To accomplish this, the researchers have added some "optional" equipment to the vehicle, called the Navlab 5 . It has been outfitted with a portable computer, a windshield mounted camera, a GPS receiver, as well as some other supplementary equipment. Although capable enough to drive the vehicle, the equipment is fairly compact - about the size of two large shoe boxes. All of the equipment is powered from the cigarette lighter, just like a radar detector.
To drive the vehicle, the computer takes a picture of the scene ahead. Using this picture, it finds the position and orientation of the road. Once it has this information, it is able to produce steering commands which will keep the vehicle in its lane.

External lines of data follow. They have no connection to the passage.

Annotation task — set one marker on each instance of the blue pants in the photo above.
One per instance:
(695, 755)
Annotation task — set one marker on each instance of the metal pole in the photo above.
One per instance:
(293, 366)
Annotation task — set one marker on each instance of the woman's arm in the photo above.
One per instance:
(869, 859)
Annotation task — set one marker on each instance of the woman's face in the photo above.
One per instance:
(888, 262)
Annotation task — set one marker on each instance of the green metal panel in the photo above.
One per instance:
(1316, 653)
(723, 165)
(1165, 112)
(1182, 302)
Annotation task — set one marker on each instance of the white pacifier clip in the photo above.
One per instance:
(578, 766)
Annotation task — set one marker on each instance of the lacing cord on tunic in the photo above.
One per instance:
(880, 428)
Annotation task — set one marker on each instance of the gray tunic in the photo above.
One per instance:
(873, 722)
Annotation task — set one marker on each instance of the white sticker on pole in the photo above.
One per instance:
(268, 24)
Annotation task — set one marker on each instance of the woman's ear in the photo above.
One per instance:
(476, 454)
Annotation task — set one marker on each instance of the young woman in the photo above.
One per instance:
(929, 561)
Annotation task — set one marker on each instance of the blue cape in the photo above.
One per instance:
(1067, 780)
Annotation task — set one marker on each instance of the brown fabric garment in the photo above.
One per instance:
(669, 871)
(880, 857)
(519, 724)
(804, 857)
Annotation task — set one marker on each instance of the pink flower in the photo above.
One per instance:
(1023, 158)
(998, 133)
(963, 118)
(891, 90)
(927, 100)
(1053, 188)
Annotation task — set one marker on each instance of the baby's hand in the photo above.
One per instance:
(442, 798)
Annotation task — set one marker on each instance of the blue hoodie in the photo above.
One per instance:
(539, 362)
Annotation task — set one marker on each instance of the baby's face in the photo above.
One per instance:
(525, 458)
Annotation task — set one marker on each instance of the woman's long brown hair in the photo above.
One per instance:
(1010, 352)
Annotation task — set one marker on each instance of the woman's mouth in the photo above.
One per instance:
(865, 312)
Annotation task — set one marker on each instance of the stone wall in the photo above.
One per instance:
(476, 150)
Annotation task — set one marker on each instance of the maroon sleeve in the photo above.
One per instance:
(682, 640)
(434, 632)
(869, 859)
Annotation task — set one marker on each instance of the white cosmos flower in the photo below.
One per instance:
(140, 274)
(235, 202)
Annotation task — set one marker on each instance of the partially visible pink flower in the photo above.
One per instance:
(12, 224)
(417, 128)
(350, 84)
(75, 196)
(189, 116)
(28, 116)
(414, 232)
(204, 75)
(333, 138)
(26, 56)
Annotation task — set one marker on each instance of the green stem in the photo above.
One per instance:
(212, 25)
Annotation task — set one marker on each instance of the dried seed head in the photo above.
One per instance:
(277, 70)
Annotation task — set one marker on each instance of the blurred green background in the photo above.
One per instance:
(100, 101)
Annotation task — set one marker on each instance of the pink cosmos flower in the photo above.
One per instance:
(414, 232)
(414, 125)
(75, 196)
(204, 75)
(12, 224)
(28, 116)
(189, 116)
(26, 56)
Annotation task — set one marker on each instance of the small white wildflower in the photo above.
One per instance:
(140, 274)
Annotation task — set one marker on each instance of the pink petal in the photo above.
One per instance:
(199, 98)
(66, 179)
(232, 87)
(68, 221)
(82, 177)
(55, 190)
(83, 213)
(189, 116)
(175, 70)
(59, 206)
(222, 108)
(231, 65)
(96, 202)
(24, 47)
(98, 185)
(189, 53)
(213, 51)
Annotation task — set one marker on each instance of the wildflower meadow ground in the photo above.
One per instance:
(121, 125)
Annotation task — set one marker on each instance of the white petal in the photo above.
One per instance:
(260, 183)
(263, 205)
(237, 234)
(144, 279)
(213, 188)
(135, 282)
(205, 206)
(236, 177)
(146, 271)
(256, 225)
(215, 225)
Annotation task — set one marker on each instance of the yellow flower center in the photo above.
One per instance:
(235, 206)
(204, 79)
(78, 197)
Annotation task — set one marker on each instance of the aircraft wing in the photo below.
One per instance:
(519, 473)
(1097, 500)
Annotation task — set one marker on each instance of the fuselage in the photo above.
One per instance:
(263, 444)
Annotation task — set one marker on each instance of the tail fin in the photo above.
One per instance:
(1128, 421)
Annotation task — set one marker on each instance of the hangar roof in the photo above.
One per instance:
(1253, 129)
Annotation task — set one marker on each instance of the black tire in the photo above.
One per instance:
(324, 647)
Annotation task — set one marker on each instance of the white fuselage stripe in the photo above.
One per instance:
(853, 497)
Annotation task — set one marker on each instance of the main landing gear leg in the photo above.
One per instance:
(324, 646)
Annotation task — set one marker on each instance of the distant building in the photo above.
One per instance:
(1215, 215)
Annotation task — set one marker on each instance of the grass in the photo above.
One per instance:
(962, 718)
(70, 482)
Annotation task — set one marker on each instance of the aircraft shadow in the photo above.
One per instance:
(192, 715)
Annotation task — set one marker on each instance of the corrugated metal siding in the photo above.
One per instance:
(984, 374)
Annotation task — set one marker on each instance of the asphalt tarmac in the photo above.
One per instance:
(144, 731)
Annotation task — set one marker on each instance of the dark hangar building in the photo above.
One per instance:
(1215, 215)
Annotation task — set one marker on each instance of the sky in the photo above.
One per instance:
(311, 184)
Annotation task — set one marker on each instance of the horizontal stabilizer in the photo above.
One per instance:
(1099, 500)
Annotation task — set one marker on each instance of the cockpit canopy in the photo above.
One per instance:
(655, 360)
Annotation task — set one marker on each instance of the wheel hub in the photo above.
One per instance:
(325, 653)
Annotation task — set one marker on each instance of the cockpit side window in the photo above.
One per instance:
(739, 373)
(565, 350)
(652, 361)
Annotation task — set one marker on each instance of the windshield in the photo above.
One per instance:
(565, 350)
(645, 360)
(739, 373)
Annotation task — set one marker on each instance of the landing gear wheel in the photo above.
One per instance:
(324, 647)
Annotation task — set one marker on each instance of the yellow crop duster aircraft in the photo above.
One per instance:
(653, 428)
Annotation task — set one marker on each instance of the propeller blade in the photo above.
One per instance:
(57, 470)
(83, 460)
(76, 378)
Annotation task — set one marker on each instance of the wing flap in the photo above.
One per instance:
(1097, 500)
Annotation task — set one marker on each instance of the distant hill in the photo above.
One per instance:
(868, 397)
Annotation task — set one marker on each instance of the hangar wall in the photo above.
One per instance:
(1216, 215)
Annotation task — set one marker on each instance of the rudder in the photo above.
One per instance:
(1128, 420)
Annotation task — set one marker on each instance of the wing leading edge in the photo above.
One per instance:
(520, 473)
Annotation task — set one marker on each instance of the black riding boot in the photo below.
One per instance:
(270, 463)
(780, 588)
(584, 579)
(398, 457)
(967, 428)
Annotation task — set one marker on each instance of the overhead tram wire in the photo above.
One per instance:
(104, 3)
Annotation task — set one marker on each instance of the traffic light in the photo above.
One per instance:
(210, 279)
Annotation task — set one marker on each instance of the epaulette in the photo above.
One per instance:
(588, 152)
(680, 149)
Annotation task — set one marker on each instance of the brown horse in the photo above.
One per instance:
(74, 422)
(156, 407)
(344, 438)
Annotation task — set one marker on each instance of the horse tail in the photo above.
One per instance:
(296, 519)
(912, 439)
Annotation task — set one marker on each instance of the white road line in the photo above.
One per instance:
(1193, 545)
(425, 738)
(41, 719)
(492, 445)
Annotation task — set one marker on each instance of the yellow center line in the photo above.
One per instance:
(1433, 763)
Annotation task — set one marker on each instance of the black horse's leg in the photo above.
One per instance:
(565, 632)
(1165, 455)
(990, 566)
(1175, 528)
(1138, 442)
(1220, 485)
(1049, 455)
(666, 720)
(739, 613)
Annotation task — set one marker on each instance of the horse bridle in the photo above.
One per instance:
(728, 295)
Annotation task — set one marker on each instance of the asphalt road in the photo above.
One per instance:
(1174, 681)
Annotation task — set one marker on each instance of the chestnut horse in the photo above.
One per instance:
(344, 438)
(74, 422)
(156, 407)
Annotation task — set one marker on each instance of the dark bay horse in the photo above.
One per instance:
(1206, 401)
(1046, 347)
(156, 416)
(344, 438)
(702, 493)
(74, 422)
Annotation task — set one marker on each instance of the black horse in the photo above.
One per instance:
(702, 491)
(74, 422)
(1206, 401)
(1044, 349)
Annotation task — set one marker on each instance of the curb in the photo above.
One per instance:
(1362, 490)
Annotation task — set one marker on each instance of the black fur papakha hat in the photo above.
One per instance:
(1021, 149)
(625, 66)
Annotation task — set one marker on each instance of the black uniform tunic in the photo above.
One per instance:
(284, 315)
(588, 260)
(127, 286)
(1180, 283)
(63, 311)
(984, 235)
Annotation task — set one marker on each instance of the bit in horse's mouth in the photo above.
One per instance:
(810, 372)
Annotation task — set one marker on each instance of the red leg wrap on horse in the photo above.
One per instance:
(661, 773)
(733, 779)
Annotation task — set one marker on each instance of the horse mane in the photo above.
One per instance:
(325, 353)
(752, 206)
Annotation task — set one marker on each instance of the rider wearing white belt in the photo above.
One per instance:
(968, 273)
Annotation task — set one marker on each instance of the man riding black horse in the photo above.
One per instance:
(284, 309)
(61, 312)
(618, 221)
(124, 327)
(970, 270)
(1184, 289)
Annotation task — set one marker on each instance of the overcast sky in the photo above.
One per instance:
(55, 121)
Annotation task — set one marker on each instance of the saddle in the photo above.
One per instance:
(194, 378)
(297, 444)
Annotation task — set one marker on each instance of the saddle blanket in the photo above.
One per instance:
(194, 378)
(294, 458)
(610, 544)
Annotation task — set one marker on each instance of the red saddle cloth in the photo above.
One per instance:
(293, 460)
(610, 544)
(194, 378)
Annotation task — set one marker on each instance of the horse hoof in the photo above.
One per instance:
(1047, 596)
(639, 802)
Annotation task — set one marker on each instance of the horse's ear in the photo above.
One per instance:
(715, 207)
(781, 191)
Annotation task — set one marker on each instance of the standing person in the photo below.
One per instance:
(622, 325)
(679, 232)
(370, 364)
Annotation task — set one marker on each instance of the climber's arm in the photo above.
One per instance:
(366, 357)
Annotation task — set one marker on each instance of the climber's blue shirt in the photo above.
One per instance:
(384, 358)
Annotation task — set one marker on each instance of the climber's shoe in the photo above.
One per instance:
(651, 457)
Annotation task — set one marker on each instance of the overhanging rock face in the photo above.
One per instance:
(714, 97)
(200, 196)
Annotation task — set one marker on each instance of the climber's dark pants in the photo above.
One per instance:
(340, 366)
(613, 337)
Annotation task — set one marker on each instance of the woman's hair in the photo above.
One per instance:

The trip, dubbed "No Hands Across America," actually began two months ago when the system drove from Pittsburgh to Washington, DC. On this trip, the Navlab 5 was able to drive itself 96% of the way (290/302 miles.) If this percentage holds for the Pittsburgh to San Diego portion of the journey, the vehicle will log over 3000 self-driving miles.
This trip, primarily sponsored by Delco Electronics, AssistWare Technology and Carnegie Mellon University, with additional support from Andrew Corporation and RDI Computer Corporation is the culmination of over a decade of research , funded by the United States Department of Defense and the United States Department of Transportation , into the idea of self driving cars. The goal is to use technology, similar to that used in Navlab 5, to create a safer and more efficient national highway system.